Домой Маншина уже не отпустили: велели умыться и поставили охранять сани с оружием. Он стоял у сарая вместе с другим часовым, слушал фырканье лошадей, шуршание сена и с ненавистью смотрел на ярко светящиеся в ночи огни штабного дома. Разбитые десны болели, во рту от сочащейся еще крови было солоно и горько.
Этой же ночью Колесников побывал дома. Никто из домашних не спал, слух о приходе «полка» распространился по слободе с быстротой молнии. Многие старокалитвяне сбежались на площадь у церкви, сам собою возник сход. В голос кричали женщины, жены, матери и сестры убитых; Колесников подгребал теперь в свое войско и хромых, и кривых, и всяких. Бабы проклинали войну и эту смертную бойню, которую затеяли их слобожане, ругали Колесникова с Безручко, говорили, что хватит лить кровь, сколько горя и слез кругом… Выделялся в этом праведном женском хоре высокий молодой голос: он притягивал к себе, заставлял прислушиваться, думать. Толпа, стихийно сбившаяся у церкви, обернула сейчас растерянные, большей частью испуганные лица на этот голос, невольно потянулась на него, плотно окружая говорившую — совсем еще девчонку, в вязаном платке и ладном полушубке.

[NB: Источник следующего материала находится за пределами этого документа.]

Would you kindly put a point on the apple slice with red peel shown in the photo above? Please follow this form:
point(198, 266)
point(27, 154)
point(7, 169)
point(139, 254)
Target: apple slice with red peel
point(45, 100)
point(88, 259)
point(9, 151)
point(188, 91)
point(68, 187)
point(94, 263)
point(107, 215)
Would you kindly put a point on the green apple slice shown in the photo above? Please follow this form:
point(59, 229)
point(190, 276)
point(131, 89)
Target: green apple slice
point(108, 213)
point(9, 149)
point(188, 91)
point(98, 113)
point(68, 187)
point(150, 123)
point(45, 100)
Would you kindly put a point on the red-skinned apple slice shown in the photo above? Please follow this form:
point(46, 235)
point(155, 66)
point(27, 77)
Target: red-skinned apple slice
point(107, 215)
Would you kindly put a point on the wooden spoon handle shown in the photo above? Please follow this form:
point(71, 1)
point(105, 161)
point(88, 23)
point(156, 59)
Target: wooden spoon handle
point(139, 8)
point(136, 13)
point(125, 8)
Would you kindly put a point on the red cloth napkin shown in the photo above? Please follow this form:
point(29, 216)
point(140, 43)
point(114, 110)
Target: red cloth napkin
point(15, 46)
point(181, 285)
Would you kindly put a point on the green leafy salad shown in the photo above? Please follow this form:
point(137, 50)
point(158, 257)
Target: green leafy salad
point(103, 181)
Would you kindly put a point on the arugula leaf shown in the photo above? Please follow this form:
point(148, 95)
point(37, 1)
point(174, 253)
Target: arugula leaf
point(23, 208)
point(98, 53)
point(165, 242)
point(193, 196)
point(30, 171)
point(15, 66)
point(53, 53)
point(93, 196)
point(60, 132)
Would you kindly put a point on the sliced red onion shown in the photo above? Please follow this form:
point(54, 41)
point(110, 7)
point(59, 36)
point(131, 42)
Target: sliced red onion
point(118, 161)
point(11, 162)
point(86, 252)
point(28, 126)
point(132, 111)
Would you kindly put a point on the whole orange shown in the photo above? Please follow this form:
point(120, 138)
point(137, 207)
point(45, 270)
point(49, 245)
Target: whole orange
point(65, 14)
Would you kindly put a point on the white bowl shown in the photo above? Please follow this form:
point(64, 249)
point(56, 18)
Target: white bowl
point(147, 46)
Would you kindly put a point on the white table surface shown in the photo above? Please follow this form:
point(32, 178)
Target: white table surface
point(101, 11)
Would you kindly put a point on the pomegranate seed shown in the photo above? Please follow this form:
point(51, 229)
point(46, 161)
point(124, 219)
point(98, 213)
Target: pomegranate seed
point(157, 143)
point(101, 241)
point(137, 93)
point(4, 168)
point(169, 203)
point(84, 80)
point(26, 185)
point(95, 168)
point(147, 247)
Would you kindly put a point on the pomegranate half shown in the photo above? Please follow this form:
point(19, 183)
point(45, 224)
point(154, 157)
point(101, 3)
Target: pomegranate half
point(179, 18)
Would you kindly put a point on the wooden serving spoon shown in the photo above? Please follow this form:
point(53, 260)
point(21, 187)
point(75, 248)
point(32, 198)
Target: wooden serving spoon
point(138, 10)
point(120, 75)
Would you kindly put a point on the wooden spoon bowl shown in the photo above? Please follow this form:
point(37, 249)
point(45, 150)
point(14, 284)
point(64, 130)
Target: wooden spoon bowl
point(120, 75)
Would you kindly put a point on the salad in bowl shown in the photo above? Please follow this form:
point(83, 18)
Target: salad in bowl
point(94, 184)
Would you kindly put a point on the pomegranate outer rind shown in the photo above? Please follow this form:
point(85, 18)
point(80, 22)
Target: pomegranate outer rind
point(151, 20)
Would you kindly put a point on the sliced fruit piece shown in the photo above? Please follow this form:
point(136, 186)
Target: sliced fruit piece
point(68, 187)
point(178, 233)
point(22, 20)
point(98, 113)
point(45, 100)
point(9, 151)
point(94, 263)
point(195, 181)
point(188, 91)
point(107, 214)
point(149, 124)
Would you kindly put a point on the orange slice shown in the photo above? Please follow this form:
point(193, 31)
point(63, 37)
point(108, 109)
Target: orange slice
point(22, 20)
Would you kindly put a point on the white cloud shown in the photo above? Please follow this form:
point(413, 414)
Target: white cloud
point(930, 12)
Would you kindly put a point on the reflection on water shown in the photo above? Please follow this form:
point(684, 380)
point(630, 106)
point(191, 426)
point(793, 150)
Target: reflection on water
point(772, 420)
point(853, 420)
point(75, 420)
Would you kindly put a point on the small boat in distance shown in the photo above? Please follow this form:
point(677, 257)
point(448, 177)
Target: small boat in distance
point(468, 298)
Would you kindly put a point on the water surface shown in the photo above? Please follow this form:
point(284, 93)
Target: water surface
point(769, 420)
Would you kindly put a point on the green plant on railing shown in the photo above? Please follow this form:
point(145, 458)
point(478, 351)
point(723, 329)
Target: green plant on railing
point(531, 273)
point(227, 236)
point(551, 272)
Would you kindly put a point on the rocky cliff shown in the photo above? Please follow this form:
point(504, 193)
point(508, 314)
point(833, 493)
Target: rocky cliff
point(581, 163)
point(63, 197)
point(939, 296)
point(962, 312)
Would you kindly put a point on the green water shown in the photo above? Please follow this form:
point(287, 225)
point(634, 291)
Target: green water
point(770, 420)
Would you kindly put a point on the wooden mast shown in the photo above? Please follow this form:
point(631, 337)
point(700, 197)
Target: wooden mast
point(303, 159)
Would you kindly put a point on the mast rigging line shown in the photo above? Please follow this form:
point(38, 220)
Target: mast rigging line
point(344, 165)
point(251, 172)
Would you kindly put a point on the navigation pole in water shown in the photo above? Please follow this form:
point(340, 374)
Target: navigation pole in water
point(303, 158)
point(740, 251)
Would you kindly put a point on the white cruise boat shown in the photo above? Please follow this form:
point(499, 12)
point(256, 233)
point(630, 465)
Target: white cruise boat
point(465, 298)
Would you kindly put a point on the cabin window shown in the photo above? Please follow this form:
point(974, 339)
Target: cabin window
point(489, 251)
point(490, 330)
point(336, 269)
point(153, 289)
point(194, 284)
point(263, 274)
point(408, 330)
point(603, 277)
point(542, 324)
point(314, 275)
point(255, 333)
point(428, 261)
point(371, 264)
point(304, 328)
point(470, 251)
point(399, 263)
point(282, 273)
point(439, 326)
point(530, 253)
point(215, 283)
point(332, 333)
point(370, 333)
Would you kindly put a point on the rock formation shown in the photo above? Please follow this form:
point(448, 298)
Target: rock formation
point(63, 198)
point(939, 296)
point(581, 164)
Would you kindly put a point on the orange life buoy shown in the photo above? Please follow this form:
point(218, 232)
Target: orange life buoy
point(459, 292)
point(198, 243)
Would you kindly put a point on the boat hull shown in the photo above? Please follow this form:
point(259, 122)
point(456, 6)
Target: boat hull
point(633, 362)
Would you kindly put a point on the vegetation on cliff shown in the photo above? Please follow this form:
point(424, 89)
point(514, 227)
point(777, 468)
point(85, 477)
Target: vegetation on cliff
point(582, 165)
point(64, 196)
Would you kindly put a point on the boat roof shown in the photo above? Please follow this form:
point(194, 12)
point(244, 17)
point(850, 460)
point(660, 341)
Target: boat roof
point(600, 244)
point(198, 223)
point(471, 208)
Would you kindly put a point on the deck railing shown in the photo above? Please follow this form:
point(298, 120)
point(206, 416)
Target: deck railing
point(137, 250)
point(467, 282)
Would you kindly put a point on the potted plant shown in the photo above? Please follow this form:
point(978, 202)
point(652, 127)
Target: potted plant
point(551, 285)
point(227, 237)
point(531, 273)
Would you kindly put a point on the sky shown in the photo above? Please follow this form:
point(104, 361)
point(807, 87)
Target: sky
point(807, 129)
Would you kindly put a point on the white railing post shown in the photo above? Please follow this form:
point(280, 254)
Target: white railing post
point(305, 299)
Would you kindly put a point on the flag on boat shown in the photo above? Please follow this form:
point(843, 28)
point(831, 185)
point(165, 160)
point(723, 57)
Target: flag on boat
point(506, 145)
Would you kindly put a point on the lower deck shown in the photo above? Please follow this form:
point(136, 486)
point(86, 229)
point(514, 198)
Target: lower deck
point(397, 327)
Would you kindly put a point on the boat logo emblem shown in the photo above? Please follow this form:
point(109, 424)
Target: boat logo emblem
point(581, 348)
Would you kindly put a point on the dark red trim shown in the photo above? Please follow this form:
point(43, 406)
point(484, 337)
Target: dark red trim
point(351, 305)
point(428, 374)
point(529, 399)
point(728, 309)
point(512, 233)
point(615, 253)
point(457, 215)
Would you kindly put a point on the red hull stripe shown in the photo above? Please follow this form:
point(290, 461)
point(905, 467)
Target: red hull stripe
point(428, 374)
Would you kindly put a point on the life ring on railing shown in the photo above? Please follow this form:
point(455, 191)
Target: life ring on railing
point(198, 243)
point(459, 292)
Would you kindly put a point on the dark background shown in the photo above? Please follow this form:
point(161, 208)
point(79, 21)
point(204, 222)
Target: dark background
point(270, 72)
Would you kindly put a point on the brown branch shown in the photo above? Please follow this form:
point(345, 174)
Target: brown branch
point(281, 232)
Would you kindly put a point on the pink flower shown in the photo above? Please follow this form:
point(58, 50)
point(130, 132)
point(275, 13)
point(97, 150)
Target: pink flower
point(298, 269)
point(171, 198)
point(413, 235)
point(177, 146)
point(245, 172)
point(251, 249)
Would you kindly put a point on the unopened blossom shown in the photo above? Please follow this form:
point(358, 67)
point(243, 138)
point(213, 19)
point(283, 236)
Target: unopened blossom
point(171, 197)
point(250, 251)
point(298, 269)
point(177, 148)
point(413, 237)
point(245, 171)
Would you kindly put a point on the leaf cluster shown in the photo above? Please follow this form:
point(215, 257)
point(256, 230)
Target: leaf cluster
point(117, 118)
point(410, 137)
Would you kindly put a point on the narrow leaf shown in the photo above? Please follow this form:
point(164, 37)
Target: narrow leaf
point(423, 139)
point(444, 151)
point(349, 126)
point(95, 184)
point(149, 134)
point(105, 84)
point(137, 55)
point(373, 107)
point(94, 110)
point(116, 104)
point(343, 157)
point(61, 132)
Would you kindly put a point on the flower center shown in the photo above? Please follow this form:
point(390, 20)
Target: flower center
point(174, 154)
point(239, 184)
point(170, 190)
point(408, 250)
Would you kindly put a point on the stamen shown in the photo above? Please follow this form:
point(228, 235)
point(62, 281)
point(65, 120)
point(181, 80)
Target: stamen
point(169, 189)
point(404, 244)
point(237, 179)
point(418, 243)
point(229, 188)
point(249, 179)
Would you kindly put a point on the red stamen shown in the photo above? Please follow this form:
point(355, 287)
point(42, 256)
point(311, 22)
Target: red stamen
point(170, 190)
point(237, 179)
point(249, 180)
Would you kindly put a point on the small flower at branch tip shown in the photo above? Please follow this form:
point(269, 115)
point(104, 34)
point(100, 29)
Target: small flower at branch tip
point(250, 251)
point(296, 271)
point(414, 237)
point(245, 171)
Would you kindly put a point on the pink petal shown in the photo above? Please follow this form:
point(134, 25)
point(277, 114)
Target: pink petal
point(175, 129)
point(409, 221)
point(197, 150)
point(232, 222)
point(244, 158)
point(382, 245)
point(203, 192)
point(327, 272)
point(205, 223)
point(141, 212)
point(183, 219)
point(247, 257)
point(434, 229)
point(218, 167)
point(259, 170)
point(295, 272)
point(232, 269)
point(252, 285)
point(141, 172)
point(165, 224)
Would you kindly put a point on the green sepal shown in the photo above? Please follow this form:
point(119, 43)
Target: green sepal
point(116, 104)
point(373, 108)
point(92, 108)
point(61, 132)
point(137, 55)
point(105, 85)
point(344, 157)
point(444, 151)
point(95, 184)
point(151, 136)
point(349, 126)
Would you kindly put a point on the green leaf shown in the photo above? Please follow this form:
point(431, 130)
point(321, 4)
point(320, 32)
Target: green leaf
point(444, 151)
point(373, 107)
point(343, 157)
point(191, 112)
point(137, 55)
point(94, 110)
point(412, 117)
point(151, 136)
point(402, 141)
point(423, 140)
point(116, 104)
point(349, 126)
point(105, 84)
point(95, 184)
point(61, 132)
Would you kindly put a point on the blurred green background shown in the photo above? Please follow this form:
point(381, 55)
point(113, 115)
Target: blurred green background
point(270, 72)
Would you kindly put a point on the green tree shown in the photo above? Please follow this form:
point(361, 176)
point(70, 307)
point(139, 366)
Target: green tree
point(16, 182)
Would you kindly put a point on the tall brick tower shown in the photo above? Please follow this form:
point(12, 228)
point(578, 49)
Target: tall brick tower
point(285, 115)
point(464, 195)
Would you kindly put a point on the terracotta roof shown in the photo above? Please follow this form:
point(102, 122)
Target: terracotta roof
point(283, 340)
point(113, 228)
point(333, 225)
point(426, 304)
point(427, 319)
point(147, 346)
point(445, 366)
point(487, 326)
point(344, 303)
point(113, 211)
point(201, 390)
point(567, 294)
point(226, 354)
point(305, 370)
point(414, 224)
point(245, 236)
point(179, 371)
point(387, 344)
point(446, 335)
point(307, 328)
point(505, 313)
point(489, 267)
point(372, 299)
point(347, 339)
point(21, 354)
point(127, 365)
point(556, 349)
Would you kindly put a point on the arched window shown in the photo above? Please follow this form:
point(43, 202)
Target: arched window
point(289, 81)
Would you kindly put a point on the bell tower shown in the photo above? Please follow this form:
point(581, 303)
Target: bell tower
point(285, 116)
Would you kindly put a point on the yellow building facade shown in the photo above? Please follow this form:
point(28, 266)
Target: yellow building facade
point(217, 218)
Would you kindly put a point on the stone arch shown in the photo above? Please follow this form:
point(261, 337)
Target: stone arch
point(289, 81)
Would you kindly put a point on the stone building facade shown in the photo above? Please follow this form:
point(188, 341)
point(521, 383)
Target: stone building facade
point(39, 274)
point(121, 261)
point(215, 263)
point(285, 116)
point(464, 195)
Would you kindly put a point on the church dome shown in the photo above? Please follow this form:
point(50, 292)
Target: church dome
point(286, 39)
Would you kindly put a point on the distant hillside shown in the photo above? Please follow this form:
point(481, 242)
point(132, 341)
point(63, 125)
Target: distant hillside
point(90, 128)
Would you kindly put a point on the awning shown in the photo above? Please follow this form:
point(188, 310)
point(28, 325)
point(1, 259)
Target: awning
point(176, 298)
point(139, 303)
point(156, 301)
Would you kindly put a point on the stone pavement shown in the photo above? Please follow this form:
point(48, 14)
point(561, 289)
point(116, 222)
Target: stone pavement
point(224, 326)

— Кто это говорит? Кто? — тянули шеи те, кто стоял поодаль, кому не было видно девушку.
— Да Щурова это, Танька, — откликались передние. — Комсомол недобитый.
— Сам ты недобитый, дурак! Крови тебе мало?! Залил зенки и гавкаешь. Правильно она говорит.
— Ну нехай пока поговорит. Мы тут уже слухали кой-кого.
— Ой, дочка, — испуганно всплескивала руками пожилая женщина. — Да что ж она, или не боится бандитов? Они ж, проклятые, ни перед чем не остановятся.
— Цыц, Дарья! Какие ще бандиты?! Думай, шо говоришь. Освободители наши, а ты… Посторонись- ка!